LIFE ABHORS TRANSPARENCE

24 DE MAIO DE 1980

Enfrentei, na falta de feras, jaulas de aço,
escavei meu apelido, e o tempo que me faltava para cumprir,
em colunas e paredes nuas de concreto,
vivi à beira-mar, tirei azes da manga num oásis,
jantei com só-o-Diabo-sabe-quem, de casaca, comendo trufas.
Do alto de uma geleira, olhei meio mundo, a terra
quase inteira.

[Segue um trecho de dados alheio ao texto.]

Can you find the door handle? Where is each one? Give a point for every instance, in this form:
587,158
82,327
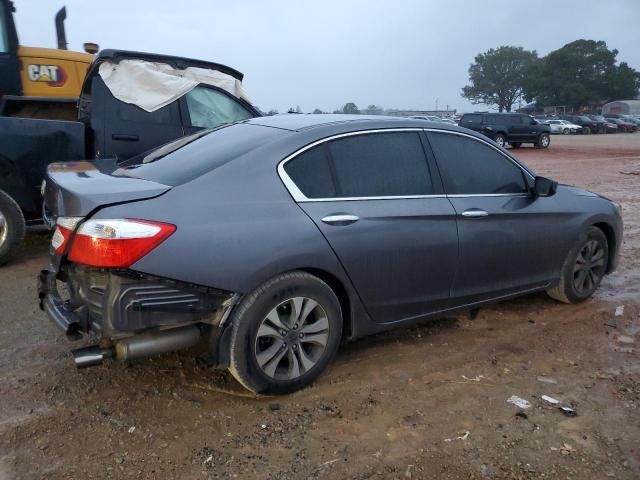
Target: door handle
125,137
474,213
340,219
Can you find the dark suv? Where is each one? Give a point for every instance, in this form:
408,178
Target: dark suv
512,128
588,125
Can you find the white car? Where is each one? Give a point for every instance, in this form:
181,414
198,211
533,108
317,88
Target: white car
563,126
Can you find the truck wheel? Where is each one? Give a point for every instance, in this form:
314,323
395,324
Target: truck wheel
12,227
543,141
583,269
285,333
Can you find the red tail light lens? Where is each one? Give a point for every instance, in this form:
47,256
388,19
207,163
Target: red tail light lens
117,243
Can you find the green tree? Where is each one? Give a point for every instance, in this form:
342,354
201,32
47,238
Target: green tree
497,76
583,72
350,108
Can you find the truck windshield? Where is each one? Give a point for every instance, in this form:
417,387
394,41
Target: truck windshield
4,40
210,108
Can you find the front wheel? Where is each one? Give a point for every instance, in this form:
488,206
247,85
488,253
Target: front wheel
285,333
583,269
12,227
543,141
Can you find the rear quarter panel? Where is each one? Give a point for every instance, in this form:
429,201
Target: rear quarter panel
237,227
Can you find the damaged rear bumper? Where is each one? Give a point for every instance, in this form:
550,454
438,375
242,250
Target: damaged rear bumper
136,315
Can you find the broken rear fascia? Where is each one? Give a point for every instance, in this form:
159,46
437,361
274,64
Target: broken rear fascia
118,303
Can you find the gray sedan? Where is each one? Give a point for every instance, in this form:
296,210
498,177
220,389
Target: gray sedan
270,241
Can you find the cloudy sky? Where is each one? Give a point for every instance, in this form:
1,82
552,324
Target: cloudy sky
321,54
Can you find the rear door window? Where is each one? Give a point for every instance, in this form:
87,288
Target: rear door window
311,172
471,167
380,165
368,165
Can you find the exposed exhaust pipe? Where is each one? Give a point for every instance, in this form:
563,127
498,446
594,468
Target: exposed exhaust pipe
61,16
139,346
90,356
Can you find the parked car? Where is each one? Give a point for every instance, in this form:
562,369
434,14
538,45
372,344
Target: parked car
623,125
271,240
106,126
609,126
562,126
514,128
626,118
588,125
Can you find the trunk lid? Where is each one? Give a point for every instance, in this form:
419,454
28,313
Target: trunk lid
75,189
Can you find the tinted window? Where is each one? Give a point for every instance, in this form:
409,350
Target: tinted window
470,166
189,157
380,164
311,173
209,108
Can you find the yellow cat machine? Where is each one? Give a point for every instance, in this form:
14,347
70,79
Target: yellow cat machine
39,82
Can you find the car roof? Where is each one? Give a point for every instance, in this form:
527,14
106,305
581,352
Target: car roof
301,122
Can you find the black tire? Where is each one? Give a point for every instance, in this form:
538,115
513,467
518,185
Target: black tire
500,139
251,313
567,290
544,140
12,227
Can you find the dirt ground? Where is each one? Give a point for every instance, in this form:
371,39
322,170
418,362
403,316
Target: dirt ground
428,401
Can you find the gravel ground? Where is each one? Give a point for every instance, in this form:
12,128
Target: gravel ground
428,401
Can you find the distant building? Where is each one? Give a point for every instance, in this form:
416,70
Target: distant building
625,107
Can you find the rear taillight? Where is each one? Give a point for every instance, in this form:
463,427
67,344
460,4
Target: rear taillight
116,243
63,232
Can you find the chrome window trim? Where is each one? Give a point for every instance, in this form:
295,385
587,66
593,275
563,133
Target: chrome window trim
300,197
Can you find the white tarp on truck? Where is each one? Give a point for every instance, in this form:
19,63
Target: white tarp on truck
151,85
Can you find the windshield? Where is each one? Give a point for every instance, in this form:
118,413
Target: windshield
210,108
4,40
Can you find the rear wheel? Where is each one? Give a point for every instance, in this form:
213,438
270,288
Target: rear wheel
285,333
583,269
12,227
543,141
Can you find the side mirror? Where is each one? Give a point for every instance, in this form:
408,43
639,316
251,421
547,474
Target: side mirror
544,187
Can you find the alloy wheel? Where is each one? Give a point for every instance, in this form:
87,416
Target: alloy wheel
4,231
589,267
292,338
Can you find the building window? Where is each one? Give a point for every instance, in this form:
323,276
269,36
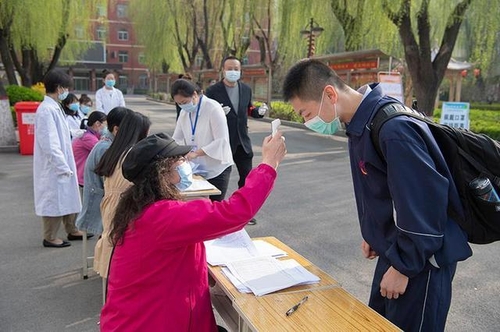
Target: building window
101,33
141,59
123,56
121,10
199,61
102,11
122,34
143,81
79,32
123,81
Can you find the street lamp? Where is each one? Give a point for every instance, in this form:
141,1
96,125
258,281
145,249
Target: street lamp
311,31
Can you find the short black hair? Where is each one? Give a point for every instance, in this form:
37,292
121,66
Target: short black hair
106,72
183,87
56,78
115,117
307,78
229,57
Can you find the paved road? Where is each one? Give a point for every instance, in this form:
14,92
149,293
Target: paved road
311,209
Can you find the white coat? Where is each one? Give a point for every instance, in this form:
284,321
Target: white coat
106,100
211,134
54,171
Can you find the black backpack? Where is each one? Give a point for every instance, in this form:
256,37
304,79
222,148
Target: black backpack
468,156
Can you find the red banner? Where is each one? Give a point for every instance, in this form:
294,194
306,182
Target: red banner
368,64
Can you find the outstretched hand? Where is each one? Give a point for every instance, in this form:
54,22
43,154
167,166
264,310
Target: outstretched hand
273,150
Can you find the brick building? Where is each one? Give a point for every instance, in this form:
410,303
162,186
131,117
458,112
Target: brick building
114,47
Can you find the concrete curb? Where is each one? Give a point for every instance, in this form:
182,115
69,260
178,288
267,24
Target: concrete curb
9,149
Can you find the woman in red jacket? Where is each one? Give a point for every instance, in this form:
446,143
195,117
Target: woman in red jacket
158,279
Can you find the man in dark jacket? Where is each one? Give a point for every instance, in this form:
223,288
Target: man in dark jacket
402,202
236,97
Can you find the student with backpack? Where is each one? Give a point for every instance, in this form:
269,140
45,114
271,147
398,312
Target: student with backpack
402,200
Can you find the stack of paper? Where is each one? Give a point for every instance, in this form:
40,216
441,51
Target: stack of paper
199,184
264,275
237,246
252,265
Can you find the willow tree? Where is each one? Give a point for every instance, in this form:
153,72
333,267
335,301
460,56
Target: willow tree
177,32
294,17
428,31
34,33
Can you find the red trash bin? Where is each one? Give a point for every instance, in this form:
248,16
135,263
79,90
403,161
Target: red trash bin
25,113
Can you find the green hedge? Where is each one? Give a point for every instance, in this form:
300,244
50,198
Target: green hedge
481,121
282,110
20,93
14,116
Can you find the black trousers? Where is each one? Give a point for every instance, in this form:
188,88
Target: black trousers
243,163
221,181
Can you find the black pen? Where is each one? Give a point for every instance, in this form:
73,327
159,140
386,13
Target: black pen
295,307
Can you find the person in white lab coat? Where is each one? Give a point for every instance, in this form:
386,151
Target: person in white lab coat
108,97
54,172
202,125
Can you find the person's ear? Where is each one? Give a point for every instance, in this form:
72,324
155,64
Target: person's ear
331,94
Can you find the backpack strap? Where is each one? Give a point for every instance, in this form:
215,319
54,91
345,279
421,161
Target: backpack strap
386,113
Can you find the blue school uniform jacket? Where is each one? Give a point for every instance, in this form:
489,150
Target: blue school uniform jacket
402,203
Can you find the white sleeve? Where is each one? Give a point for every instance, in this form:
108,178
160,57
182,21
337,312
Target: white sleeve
218,126
122,100
48,141
98,101
178,135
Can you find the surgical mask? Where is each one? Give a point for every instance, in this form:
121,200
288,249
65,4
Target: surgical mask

Quase me afoguei duas vezes,
por três vezes deixei que facas esburacassem minha pança.
Abandonei o país em que nasci e que me viu crescer.
Os que me esqueceram dariam a população de uma cidade inteira.
Percorri as estepes que viram os Hunos berrando do alto de suas selas,
usei roupas que, hoje, por toda parte, estão voltando à moda,
plantei centeio, cobri de pixe o telheiro de estábulos e chiqueiros,
nesta vida só não bebi água seca.
Deixei que o terceiro olho das sentinelas se esgueirasse para dentro
de meus sonhos úmidos e sinistros. Comi o pão do exílio, mofado, encaroçado.
Concedi a meus pulmões todos os sons, exceto o urro;
preferi o gemido. Hoje, estou fazendo quarenta anos.
Que posso dizer da vida? Que é longa e detesta a transparência.
Ovos quebrados me entristecem; mas omeletes me enjoam.
E, no entanto, até que me enfiem argila pela goela abaixo,
tudo o que posso fazer sair dela é gratidão.